The Great Skellig, or Skellig Michael. Image via Discovery Ireland
These islands — Great Skellig and Little Skellig — hold a mystique that spans well over a thousand years. Early Christian monks founded a monastery here as far back as the sixth century, perched impossibly almost 200 feet above sea level on an inhospitable ledge overlooking the Atlantic Ocean. Today, the ancient stone steps rise from the rock jetty to the site of the monastery and its beehive huts.
If you’re seeking solitude and spiritual connection, you’re almost certain to find them here. Solitude is a given, as visiting the island is restricted — only one small boat a day is permitted to land there during the summer months each year. As for spiritual connection, well, if you don’t get that hundreds of feet in the air, on the side of a rock, buffeted by the Atlantic wind and weather, you might not find it anywhere.
In more recent years, this UNESCO World Heritage site gained global renown as a filming location for Star Wars: The Force Awakens and The Last Jedi, where it played the part of the secluded refuge of Luke Skywalker.
The Natterjack Toad: A Quirky Kerry Native
Among Kerry’s windswept dunes, if you’re very lucky and very watchful, or most likely both, you might find a small, quirky resident.
While you can find the Common Frog all over Ireland, the Natterjack Toad counts Kerry’s sandy coastal habitats of Dingle and Iveragh amongst its only Irish homelands.
The natterjack, named for the loud and rasping call made by the male of the species each spring’s breeding season, is Ireland’s only native toad species.
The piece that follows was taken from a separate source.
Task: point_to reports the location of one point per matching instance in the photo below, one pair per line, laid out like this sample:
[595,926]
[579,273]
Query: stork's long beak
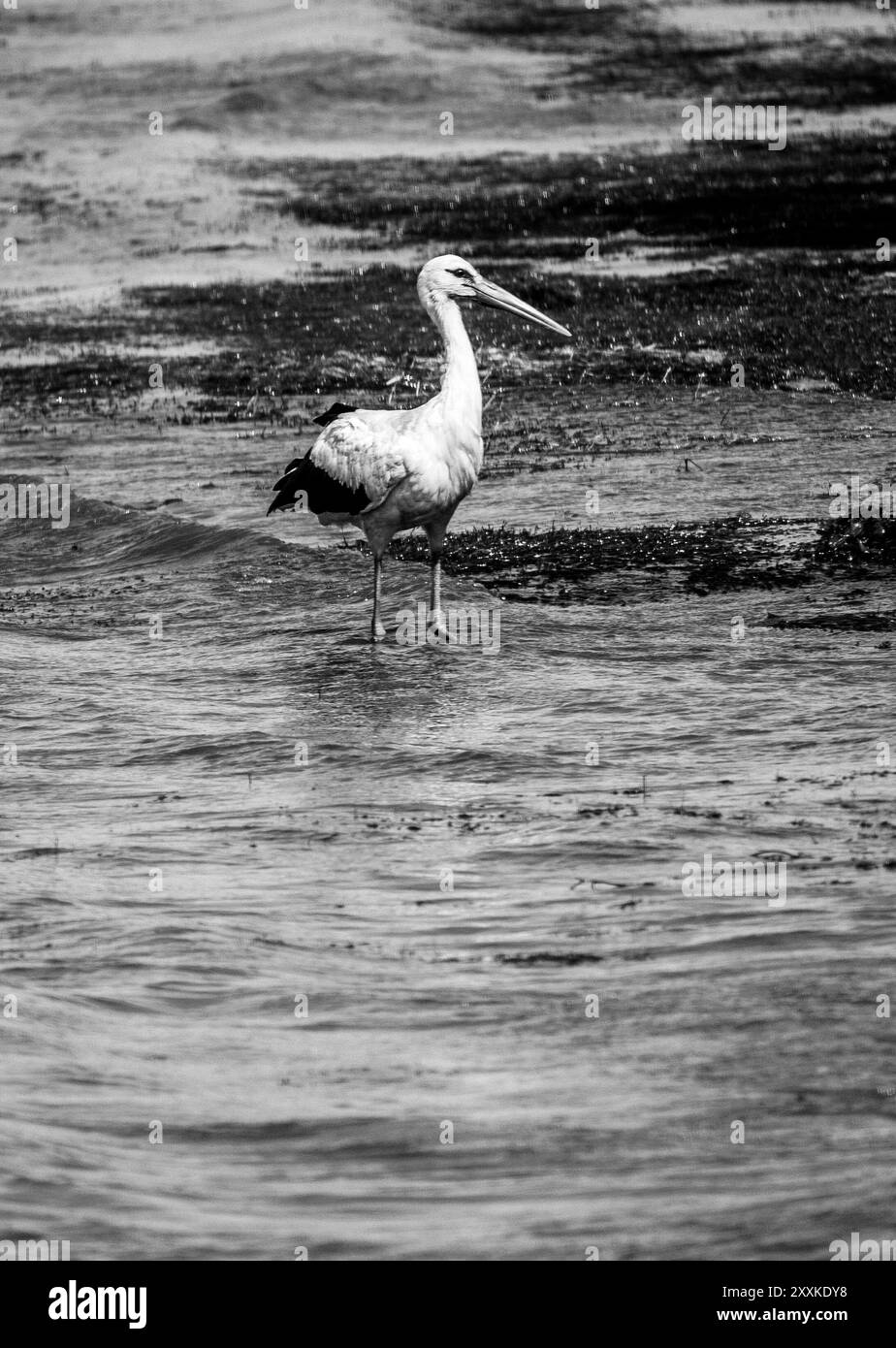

Slightly more olive-green in colour than the common toad, the natterjack is best distinguished by the yellow stripe that runs down its back.
Its way of getting around is also distinctive. While other toads might move by walking or hopping, the natterjack is often in a hurry, giving it the nickname of “the running toad”.
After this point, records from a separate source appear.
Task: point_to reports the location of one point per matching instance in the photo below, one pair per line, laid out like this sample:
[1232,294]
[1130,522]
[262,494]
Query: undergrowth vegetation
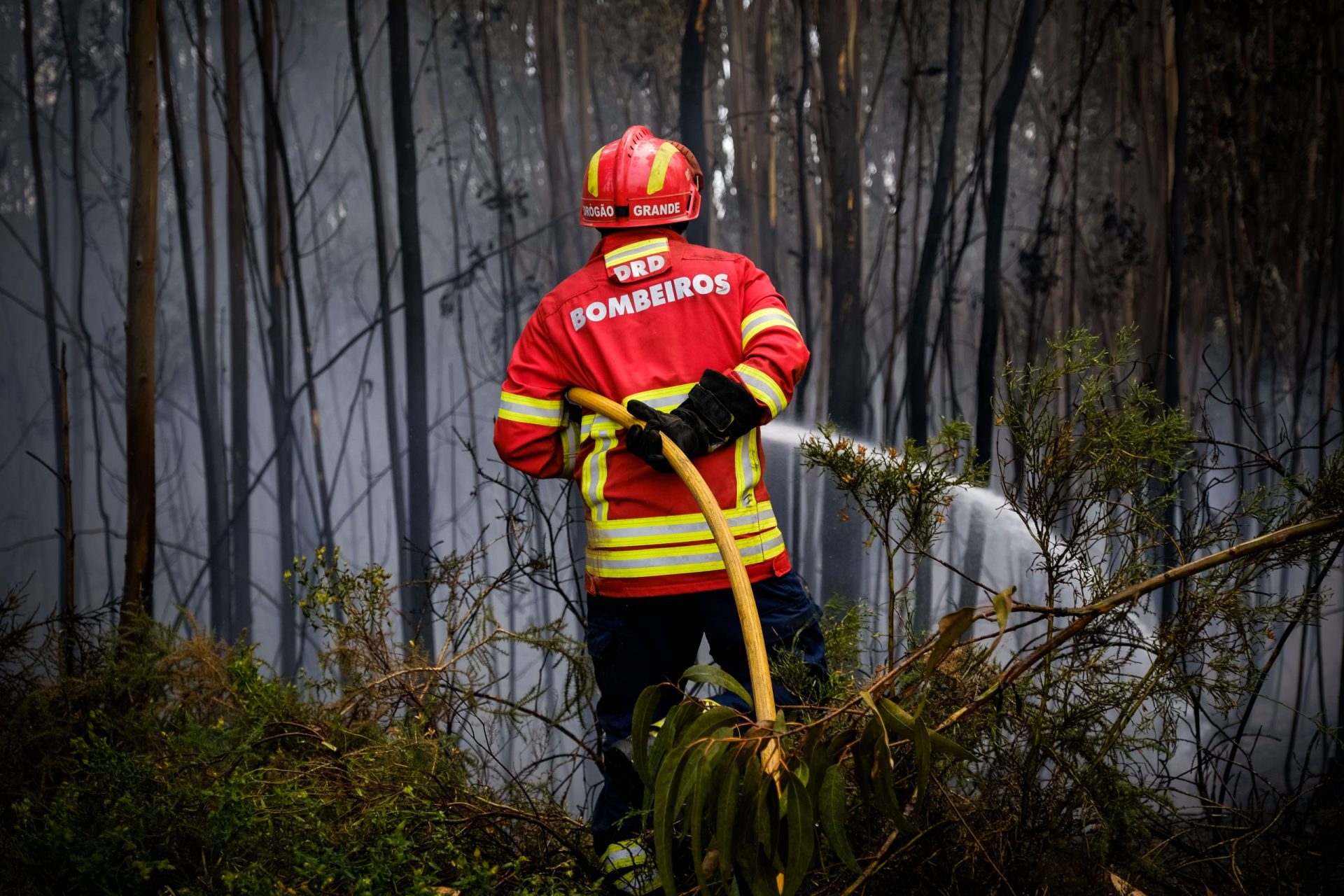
[1058,742]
However, sadly, its prospects are not good. While it can be found in more than a dozen countries around Europe, the natterjack’s numbers have been dropping alarmingly in recent decades.
According to the UK charity The Wildlife Trusts, the natterjack is almost extinct in the UK with just one or two colonies remaining in south-east England and East Anglia. In Ireland the situation is not much brighter, with the National Biodiversity Data Centre classifying the species as endangered and rating its numbers as “bad” and its habitat and future prospects as “inadequate”.
Conclusion
Hopefully we’ve shown you that it’s not for nothing that County Kerry gets its nickname of “The Kingdom”.
And we’ve barely scratched the surface. We could write a whole other article here on the iconic town Killarney, on the gorgeous nearby Muckross House — you can find the beautiful products of Mucros Weavers here.
We could have written about Listowel, with its festival and its Andrew Carnegie Library and the plays of the great John B. Keane, or Killorglin with its Puck Fair, or Carrauntoohill, Ireland’s tallest mountain, or the world-famous golf links of Waterville and Tralee and Ballybunion and Dooks, or perhaps Ireland’s most loved broadcaster, the sports commentary Micheal O Murcheartaigh who died in 2024, or the greatest of all Gaelic footballers, including Jack O’Connell from Valentia, Jack O’Shea, Pat Spillane and Mikey Sheehy to the greatest of the modern generation, David Clifford. (It’s said the first All-Ireland medal is nothing more than a relief for any self-respecting Kerry footballer.)
All of that can wait for a Part 2, or maybe a Part 3. Kerry truly is a place without peers.